San Francisco, 16/6/1979
Casa de Coppola sobre Broadway. Afuera un viento muy fuerte sacude con violencia los arbustos de laureles. Los veleros en la bahía se inclinan por completo; las olas están afiladas, inquietas. Desde Alcatraz, el faro manda señales en pleno día. Todos mis amigos no están ahí. Cuesta acometer este trabajo, esta enorme carga de los sueños. Sólo los libros dan algún consuelo.
La torrecita, arriba en la esquina de la casa, designada ingenuamente para la meditación, está repleta de una claridad tan chillona que me atrevo a asomarme sólo de a un minuto por vez, luego me hace retroceder de nuevo. Puse la pequeña mesa contra la única porción de pared, el resto son ventanas llenas de luz enloquecida, y en la pared dibujé con regla y lápiz puntiagudo una retícula de precisión matemática. Eso es todo lo que veo: el punto donde las líneas se cruzan. Trabajo en el guión con mucha furia y urgencia. Será apenas poco más de una semana, mirando fija y desquiciadamente ese punto.

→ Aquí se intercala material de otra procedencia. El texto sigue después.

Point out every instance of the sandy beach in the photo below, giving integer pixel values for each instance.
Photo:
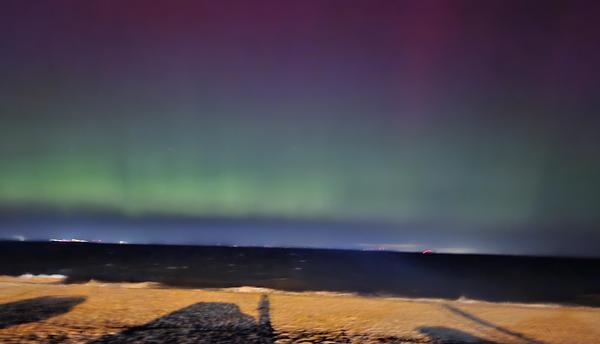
(45, 310)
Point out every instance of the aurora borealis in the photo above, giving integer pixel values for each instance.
(467, 118)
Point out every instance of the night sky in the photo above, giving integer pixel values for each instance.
(462, 126)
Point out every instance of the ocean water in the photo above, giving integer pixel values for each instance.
(374, 273)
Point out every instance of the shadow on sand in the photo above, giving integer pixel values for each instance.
(202, 322)
(37, 309)
(519, 337)
(447, 335)
(217, 322)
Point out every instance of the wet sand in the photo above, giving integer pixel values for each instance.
(45, 310)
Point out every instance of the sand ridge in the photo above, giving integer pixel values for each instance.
(120, 312)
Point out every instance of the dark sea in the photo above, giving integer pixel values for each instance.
(373, 273)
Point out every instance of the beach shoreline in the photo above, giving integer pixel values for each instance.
(132, 312)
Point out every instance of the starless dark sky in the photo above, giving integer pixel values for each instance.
(458, 125)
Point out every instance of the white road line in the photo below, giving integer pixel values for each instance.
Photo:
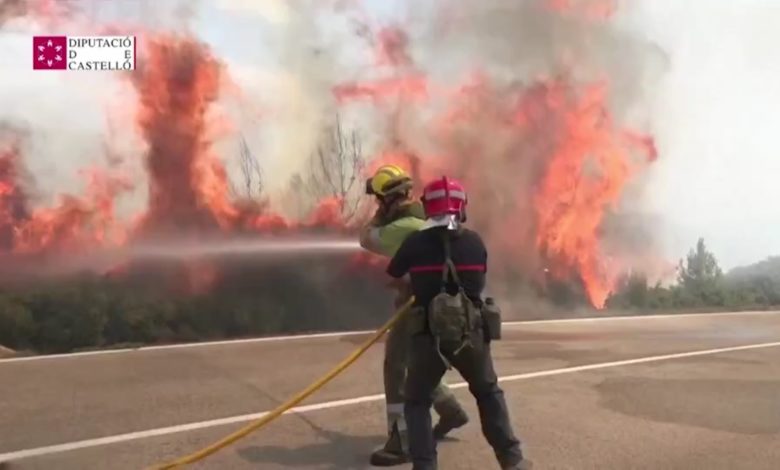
(269, 339)
(102, 441)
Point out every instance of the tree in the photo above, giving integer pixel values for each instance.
(252, 186)
(335, 168)
(700, 276)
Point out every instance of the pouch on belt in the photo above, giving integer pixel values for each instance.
(491, 319)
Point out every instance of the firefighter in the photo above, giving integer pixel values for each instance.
(396, 217)
(450, 325)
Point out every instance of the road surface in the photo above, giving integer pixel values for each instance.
(671, 392)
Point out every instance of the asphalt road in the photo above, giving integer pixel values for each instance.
(683, 392)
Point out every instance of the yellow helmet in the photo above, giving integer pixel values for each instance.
(388, 179)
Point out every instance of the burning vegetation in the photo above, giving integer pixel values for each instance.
(545, 159)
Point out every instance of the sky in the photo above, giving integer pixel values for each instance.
(715, 109)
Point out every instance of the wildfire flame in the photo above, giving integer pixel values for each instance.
(544, 162)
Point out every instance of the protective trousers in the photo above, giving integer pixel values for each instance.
(475, 364)
(395, 374)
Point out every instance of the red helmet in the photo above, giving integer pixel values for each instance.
(444, 196)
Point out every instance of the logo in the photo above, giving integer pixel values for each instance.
(84, 53)
(50, 52)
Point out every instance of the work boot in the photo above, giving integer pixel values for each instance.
(524, 464)
(391, 454)
(449, 422)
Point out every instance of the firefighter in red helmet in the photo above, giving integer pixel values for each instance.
(451, 325)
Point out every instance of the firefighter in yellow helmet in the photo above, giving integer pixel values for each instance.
(396, 217)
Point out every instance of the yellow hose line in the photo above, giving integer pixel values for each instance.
(281, 409)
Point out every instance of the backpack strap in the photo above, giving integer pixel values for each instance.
(449, 266)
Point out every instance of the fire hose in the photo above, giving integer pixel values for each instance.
(284, 407)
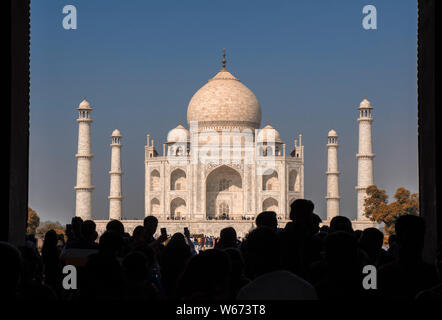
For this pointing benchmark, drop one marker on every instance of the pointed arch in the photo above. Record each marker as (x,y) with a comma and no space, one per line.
(178,180)
(155,184)
(177,208)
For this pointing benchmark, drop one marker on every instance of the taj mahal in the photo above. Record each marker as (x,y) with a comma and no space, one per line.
(223,169)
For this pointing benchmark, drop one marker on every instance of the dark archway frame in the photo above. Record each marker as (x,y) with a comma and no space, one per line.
(14,213)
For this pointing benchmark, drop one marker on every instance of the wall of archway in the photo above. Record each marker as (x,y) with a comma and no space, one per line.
(177,208)
(178,180)
(224,190)
(270,204)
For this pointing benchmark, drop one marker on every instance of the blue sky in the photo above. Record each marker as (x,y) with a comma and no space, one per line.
(139,62)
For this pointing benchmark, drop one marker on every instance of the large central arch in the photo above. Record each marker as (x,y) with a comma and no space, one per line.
(224,190)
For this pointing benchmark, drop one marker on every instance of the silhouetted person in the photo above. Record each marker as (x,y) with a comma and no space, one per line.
(31,286)
(371,241)
(51,261)
(267,219)
(173,260)
(150,224)
(238,279)
(409,275)
(262,253)
(393,247)
(10,268)
(316,221)
(206,277)
(340,223)
(434,293)
(340,275)
(137,272)
(301,247)
(115,226)
(137,236)
(357,234)
(227,239)
(87,239)
(103,276)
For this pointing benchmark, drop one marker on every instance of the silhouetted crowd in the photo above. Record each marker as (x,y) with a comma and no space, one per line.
(302,261)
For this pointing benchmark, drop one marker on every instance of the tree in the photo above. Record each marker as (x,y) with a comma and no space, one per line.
(33,221)
(377,208)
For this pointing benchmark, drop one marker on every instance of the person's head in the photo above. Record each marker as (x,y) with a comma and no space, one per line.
(392,240)
(110,243)
(138,234)
(50,239)
(301,212)
(267,219)
(410,231)
(371,241)
(341,249)
(341,223)
(135,266)
(88,229)
(10,269)
(206,277)
(262,251)
(115,226)
(227,238)
(150,225)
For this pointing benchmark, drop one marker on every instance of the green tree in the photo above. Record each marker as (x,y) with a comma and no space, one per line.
(377,208)
(33,221)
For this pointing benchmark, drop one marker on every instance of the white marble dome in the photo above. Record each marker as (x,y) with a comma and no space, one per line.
(84,104)
(224,102)
(365,104)
(332,133)
(268,134)
(178,134)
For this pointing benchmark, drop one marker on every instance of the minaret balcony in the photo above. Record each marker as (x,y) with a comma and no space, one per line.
(85,120)
(365,156)
(84,156)
(84,188)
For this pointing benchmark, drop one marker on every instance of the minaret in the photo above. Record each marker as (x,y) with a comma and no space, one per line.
(84,188)
(365,156)
(332,173)
(115,195)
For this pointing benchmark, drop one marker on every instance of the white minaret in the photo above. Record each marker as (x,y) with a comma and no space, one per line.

El aire está fresco, casi frío. El viento golpea de tal forma contra los vidrios que pierdo el punto frente a mí y me doy vuelta directo hacia la luz, tan filosamente clara que duele en los ojos. Sobre el puente Golden Gate se mueven diminutos puntitos de autos. Tampoco la oficina de correos al final de la colina servía de refugio. De regreso, subiendo el camino empinado, me sobrepasaban por el suelo las hojas secas. Era el fin de la primavera, pero el follaje caído estaba coloreado de amarillo y rojo oscuro. El viento lo hacía avanzar delante de mí por sobre la colina de piedra, y cuando llegué arriba el puño del vacío lo había arrebatado. Una vez más, y como un escalofrío, me entró contra cualquier intento de defensa la certeza de hallarme en una estrofa de un poema ajeno, y me sacudió de tal forma que miré furtivamente a mi alrededor por si me habían visto. La colina se convirtió en un enigmático monumento de hormigón, y eso hizo que hasta la colina se asustara de sí misma.